My Wounded Island, by Jacques Pasquet and Marion Arbona
In this riveting story, climate change is depicted as a sea monster tormenting the Alaskan island of Sarichef which is home to Imarvaluk and her family. As the monster threatens to engulf the small island with its rising sea levels, Imarvaluk’s family is forced to seek refuge closer to the mainland, and they worry about all that will be lost if the monster is not stopped. Using text and mixed-media illustrations, Jacques and Marion depict the realities of climate change in a way that is easy to understand.
100 Nature Hot Spots in British Columbia: The Best Parks, Conservation Areas and Wild Places, by Lyndsay Fraser and Christina Smyth
Learn all about the remarkable locations in our own backyard in this beautifully illustrated guidebook for British Columbia. Discover new places to hike, camp and explore, such as Othello Tunnels, Saturna Island and Haida Gwaii. With descriptive profiles and stunning photographs of lush rainforests, snow-capped mountains and the natural beauty of British Columbia, this guidebook will teach you about this wonderful province fondly called "Super, Natural British Columbia.”

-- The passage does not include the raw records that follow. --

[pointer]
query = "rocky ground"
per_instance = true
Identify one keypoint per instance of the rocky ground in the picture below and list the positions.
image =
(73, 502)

The Right to Be Cold: One Woman's Story of Protecting Her Culture, the Arctic and the Whole Planet, by Sheila Watt-Cloutier
“Ice matters. Ice is life,” Sheila Watt-Cloutier, an Inuk activist and Nobel Peace Prize nominee, tells us in this powerfully written memoir that addresses the human impact of climate change. Using personal stories from her childhood spent in the Arctic village of Kuujjuaq and her journey as an environmental activist, Sheila details how the loss of ice in the Arctic leads to the loss of Inuit culture. As ice continues to melt in the Arctic, coastlines crumble, communities are forced to relocate, and wildlife face threat of extinction. Sheila calls on us to act, reminding us that Inuits have the right to health, the right to a safe environment, and “the right to be cold.”
101 Things for Kids to do Outside, by Dawn Isaac
Take yourself on an adventure by going outside and exploring your natural surroundings. Discover the wide range of plants and animals that live around you and challenge yourself to fun experiments, crafts, games, and gardening projects. Start a worm farm, make a butterfly feeder, construct a rain gauge, or plant a potato tower. Packed with a variety of activities for every season, this book will keep you entertained and show you that science is all around us!